I never thought I would say these words, but this winter I have learned to view risk assessment as a blessing. I've always acknowledged the need for risk assessment, but I've never really recognised it as a prompt for gratitude.

As I completed the risk assessment for this year's Advent Sleepout my perspective began to change. Risk assessment requires not only looking at the potential problems, but also identifying ways to reduce the risk. For example in doing the Advent Sleepout we would be outside and vulnerable to anyone who might seek to cause us harm. But to ameliorate the situation we would ensure that the porch gate was locked so that no-one could get it. It was also possible that we might suffer bad effects from the cold. But we planned to leave heaters on in one of the rooms in the church so that if necessary people could go there to warm up, plus hot drinks were constantly available, and if the worst came to the worst, someone could return home to recover. 

As I looked through all the potential measures we could take to reduce our chances of suffering as a result of our night out, I was suddenly struck by the significance. These precautions that we were taking for our one and only night out were not available for the homeless people in our town who spend night after night on the street. They are constantly risk assessing situations (often unconsciously) in order to stay as safe and warm as possible, but their options are extremely limited. The best they might hope for is that perhaps they can sleep under a building with an overhang to protect them a little from the elements, or maybe they can stay out of sight to reduce the risk of being spat on or beaten up. They don't have back up options of warm rooms, locked doors, hot drinks.
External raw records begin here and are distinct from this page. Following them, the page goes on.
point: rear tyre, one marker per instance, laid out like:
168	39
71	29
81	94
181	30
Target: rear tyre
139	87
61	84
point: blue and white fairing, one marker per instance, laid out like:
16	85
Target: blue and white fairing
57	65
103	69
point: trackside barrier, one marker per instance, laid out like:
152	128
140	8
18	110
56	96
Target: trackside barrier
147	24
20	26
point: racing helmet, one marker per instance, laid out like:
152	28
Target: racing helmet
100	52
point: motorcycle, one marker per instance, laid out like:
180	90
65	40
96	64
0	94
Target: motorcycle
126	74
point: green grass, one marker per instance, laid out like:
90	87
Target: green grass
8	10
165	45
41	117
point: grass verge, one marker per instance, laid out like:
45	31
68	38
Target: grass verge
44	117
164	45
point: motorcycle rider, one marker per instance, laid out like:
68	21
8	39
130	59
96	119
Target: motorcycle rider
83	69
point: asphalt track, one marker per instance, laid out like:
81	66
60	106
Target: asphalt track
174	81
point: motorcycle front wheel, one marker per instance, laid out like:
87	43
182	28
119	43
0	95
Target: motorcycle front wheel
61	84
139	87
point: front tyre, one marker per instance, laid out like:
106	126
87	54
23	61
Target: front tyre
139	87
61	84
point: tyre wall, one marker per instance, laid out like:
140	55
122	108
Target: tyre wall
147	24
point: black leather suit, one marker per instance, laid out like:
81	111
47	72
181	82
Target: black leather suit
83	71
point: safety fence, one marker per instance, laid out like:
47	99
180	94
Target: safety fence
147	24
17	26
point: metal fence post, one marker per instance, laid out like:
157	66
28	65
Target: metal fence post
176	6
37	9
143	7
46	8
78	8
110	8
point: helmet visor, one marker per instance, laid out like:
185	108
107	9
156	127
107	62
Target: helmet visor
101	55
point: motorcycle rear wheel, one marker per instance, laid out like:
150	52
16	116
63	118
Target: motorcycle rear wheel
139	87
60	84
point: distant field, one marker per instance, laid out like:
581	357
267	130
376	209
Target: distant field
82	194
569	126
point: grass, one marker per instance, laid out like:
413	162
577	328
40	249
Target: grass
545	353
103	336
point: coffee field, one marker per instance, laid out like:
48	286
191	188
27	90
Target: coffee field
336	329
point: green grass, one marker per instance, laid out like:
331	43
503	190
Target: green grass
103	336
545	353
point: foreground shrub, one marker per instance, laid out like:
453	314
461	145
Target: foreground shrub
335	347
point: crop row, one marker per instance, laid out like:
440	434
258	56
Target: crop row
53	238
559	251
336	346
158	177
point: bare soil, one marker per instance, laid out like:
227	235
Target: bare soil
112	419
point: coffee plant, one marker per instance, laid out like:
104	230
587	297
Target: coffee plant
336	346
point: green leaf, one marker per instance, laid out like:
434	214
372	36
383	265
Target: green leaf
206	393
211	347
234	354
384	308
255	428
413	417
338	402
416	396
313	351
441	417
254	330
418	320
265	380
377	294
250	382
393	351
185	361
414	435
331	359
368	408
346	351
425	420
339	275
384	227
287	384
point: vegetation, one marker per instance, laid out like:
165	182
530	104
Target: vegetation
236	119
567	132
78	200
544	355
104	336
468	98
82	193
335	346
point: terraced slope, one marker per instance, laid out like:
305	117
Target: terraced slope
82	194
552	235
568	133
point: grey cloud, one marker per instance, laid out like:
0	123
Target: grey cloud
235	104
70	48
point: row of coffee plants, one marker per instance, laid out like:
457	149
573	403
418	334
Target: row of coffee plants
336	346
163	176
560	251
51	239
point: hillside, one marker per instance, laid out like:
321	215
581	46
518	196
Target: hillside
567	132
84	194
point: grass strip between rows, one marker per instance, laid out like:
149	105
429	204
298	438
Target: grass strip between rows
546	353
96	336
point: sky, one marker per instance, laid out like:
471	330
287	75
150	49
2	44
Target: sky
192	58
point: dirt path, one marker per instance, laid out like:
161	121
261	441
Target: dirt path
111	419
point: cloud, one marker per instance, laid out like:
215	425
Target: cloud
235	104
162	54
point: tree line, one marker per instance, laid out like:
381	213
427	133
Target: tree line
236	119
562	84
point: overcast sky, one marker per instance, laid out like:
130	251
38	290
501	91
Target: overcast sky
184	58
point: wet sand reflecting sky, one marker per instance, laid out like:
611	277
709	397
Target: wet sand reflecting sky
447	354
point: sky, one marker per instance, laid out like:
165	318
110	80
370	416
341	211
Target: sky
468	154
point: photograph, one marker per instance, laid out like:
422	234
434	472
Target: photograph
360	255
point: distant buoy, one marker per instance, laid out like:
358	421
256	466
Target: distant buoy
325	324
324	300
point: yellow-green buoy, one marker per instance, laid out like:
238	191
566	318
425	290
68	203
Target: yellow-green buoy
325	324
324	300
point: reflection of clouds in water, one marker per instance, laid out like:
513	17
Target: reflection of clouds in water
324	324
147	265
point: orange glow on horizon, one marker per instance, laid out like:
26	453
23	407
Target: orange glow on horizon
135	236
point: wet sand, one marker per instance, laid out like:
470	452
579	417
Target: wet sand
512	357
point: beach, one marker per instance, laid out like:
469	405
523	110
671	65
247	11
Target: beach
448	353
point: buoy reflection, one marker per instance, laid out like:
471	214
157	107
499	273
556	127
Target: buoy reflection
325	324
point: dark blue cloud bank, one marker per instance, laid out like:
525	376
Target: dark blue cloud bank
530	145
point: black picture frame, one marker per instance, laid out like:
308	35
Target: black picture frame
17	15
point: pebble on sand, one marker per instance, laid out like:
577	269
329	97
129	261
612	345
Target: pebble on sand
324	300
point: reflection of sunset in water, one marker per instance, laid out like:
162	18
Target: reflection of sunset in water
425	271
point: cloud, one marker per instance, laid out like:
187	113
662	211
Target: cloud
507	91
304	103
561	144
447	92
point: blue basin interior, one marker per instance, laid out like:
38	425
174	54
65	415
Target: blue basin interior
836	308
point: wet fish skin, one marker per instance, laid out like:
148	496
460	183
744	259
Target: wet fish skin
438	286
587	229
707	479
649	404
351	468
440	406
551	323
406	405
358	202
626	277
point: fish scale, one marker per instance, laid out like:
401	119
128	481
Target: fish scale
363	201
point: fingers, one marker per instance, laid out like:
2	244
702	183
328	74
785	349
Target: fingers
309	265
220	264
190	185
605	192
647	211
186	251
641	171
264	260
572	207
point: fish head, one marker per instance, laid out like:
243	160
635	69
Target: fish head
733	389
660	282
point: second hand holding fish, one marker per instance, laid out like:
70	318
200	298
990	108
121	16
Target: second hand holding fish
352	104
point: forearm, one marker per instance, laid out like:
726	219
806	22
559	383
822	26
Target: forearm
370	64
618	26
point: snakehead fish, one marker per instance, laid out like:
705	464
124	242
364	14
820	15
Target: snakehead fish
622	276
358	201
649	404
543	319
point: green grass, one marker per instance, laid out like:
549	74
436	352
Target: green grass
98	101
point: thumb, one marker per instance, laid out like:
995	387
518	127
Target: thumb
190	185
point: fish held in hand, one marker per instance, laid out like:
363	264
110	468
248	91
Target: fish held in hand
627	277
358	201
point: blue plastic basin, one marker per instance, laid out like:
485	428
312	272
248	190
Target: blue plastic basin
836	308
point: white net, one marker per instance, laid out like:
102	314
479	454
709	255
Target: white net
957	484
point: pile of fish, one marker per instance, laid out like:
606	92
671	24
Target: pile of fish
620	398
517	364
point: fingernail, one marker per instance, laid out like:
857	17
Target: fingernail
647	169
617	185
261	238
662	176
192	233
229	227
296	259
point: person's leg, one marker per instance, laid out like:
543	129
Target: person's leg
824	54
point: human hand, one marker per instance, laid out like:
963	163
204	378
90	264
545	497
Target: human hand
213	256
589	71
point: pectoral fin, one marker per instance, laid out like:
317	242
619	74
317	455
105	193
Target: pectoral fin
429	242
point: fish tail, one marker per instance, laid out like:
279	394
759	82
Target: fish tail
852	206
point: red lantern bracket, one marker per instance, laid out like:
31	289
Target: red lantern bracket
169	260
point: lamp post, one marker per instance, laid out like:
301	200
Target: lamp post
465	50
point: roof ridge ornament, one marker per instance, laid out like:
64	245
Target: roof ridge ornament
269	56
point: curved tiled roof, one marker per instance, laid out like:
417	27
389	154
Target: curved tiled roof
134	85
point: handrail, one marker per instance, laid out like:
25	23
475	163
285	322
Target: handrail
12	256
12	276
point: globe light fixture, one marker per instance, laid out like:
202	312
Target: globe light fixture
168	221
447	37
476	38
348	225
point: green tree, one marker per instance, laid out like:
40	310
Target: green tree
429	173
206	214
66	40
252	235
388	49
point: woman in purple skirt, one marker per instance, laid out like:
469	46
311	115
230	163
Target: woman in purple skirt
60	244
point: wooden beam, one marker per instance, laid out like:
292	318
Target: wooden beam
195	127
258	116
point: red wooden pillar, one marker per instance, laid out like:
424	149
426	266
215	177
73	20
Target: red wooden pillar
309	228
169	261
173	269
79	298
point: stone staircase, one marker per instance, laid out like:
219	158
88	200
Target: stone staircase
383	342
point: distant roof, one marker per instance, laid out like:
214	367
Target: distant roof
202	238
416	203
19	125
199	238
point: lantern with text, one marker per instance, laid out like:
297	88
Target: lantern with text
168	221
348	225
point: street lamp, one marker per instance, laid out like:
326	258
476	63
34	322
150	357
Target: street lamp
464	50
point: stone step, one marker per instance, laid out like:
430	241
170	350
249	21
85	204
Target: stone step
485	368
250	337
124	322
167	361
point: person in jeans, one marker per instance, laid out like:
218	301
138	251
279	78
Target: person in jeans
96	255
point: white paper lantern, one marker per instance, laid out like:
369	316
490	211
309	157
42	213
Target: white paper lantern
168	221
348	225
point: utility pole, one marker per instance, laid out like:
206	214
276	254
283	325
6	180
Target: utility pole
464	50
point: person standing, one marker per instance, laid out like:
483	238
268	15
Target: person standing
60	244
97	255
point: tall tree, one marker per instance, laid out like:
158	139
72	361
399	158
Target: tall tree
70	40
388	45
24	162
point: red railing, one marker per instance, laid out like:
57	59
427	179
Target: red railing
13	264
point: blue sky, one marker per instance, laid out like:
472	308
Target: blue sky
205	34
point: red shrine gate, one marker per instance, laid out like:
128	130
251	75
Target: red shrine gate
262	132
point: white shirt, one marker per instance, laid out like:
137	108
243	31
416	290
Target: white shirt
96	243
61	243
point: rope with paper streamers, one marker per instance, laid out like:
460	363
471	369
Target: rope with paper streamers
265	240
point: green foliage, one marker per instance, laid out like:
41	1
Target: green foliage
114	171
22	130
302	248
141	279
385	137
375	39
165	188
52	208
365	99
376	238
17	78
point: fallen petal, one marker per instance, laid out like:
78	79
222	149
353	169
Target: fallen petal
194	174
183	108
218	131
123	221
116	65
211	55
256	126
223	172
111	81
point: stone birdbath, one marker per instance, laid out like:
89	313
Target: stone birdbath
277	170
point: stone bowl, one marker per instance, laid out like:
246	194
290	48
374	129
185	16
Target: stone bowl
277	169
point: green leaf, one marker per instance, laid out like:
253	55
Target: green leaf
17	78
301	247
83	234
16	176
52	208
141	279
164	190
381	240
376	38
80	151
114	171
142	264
And then I began to think about Jesus. Did God complete a risk assessment before sending Jesus to earth? Jesus came from heaven, from the right-hand of the Father where He had all power and authority. He had every possible means at his disposal for avoiding suffering or discomfort. And yet Jesus did not seem to have put things in place to reduce His suffering, or to give himself a way out or back-up plan. In fact He actually chose a life of discomfort and suffering. Born in a  cold, smelly, dark stable surrounded by animals - this was just the start of a life in which he didn't shy away from the pain which faced him and those around him. He did this so that He could fully share our humanity and ultimately free us from the burden of death and despair which binds us.

So let's keep doing risk assessments, thanking God for the options we have. But let's also look out for the moments when God calls us to take risks, to identify with people who have fewer options and to thank Him for the path of suffering which He chose for us.